É importante fazer uma análise prospetiva sobre a demografia em Portugal e quantos jovens no futuro serão passiveis de recrutar para o serviço militar. De acordo com dados da PORDATA, Portugal perdeu mais de um milhão de crianças e jovens nos últimos 50 anos e tornou-se no segundo país europeu mais envelhecido; o retrato demográfico mostra que quase 5% dos 1,3 milhões de jovens são estrangeiros. Em 2050, as previsões são menos 600 mil jovens (- 39%), menos 2,4 milhões (-30%) e mais 840 mil idosos (+ 42%). Vejamos a previsão de quantos jovens (homens e mulheres) com mais de 18 anos serão passiveis de recrutar no futuro (Rodrigues 2024):

– 2020: 108 mil;

– 2025: 103 mil;

– 2030: 99 mil;

– 2035: 91 mil;

– 2040: 89 mil;

– 2045: 87 mil;

– 2050: 87 mil.

A Condição Militar impõe deveres que consistem na renúncia a direitos, liberdades e garantias que a Constituição da República Portuguesa (CRP) atribui a todos os cidadãos nacionais e, se necessário, a de dar a vida pela Pátria na defesa de Portugal e dos portugueses. Esta é uma realidade exclusiva dos militares e que não podem ser impostas a qualquer outro cidadão. Será que os jovens conhecem estas realidades? Será que os jovens estão prontos ou querem assumir essas responsabilidades? Será que os princípios de amor à Pátria e de serviço em prole da soberania nacional, ainda estão presentes na realidade de hoje? Estas são questões que precisam de ser analisadas e respondidas.

Como afirmou um dia o israelita Ben Gurion “... o difícil nós fazemos agora, o impossível leva um pouco mais de tempo...”. Os problemas do recrutamento são difíceis e complexos, mas há soluções que poderão ser postas em execução para a resolução da crise.

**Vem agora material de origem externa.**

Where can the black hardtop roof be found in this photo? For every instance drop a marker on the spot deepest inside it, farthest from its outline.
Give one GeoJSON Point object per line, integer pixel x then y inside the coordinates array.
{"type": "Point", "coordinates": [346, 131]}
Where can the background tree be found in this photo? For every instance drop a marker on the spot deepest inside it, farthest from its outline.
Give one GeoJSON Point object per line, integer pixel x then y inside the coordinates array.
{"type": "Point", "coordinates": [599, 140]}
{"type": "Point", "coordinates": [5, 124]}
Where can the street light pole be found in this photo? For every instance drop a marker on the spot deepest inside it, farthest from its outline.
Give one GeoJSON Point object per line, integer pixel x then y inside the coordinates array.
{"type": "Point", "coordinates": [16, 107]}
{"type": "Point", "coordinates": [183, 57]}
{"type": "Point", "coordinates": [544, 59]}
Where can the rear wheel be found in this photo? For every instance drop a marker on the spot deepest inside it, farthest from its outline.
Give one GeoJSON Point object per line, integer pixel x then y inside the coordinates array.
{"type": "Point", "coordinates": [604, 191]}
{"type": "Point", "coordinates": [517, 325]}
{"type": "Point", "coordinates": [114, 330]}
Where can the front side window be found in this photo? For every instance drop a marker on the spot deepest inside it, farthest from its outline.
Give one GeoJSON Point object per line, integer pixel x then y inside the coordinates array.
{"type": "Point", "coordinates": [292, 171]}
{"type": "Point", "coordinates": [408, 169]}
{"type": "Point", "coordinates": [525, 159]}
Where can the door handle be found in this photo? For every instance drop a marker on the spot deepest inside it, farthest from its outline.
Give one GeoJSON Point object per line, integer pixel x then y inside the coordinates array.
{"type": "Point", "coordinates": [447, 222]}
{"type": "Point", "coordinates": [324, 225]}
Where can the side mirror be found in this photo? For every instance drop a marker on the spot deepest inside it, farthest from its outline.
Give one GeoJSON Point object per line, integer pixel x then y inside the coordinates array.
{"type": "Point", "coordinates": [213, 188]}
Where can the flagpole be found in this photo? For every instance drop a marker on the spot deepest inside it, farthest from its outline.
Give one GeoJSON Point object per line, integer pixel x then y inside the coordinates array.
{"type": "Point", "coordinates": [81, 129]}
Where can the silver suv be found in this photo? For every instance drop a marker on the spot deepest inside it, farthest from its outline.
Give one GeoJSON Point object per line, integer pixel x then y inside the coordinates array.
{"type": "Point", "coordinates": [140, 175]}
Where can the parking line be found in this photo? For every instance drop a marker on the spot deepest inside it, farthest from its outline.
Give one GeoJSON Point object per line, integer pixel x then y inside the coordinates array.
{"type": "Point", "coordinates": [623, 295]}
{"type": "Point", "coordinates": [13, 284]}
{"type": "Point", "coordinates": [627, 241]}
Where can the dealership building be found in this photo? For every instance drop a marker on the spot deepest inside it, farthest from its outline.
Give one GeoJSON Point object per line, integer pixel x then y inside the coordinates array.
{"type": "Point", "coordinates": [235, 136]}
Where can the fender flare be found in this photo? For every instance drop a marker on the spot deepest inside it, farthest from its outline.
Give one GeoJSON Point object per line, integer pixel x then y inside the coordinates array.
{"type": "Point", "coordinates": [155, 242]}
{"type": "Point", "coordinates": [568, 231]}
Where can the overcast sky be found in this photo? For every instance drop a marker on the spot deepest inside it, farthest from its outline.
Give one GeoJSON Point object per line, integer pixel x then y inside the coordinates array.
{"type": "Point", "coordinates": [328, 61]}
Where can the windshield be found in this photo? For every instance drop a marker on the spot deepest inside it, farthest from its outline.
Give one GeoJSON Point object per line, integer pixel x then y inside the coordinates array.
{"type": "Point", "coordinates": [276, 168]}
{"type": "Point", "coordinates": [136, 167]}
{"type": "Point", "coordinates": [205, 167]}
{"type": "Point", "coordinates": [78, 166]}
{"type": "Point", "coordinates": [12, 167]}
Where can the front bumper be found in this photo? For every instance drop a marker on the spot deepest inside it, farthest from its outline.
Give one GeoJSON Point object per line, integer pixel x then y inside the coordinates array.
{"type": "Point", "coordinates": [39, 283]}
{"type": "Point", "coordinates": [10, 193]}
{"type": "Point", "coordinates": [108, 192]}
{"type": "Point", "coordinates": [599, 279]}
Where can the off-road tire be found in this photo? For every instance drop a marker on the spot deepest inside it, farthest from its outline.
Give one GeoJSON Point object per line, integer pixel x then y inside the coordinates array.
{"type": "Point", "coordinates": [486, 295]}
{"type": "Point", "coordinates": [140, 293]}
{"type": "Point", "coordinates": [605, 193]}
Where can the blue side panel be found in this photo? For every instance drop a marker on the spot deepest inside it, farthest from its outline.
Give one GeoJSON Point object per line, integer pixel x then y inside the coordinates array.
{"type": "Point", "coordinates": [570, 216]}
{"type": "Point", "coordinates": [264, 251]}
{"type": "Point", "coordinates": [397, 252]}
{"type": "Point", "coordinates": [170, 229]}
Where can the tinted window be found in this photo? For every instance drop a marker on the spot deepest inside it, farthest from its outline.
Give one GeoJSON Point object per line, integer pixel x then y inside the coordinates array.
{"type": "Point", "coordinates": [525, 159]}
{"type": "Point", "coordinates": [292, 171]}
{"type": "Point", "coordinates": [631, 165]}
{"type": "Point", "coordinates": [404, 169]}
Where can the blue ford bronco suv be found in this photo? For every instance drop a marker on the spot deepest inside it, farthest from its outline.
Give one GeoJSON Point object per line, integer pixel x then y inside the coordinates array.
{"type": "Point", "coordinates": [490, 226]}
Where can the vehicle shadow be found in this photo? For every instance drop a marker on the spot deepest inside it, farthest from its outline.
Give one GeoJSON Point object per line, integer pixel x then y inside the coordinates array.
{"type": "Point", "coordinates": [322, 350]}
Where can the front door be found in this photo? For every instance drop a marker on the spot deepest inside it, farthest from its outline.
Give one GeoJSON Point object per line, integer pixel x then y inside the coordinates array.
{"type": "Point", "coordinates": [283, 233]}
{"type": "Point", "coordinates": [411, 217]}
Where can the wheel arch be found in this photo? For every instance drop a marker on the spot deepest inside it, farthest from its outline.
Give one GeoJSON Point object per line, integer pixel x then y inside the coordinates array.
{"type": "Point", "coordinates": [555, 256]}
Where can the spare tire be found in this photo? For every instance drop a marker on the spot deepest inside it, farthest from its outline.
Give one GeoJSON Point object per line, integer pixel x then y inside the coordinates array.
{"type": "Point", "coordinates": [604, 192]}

Entre as possíveis soluções indicam-se três, talvez aquelas que possam resolver ou minorar os problemas no médio/longo prazo: o Regime Voluntário (RV); o Serviço Militar Obrigatório (SMO); o recrutamento de estrangeiros. O sistema de recrutamento, qual seja o escolhido para o futuro, pode ser complementado pela montagem de um serviço de reservistas.

 

Regime de Voluntariado

A Lei do Serviço Militar (LSM), aprovada pela Lei n.º 174/99, de 21 de Setembro, vem, na sequência da 4.ª revisão constitucional, estabelecer a transição do sistema de conscrição para um novo regime de prestação de serviço militar baseado, em tempo de paz, no voluntariado. Em 2004, com a regulamentação da Lei n.º 174/99, foi definitivamente implementado o RV. Nos primeiros 10 anos, o voluntariado funcionou razoavelmente, contudo, nos últimos 10 anos, as dificuldades de recrutamento começaram a surgir, tendo exponencialmente aumentado nos último cinco anos e de forma assustadora. As causas principais da dificuldade de recrutamento são fundamentalmente aquelas diretamente ligadas como o baixo nível salarial, não ser competitivo no mercado de trabalho, falta de incentivos que apelem à escolha de servir nas FFAA, o que conduz à falta de vontade de servir nas fileiras, e, sobretudo, o total desconhecimento sobre a vida militar.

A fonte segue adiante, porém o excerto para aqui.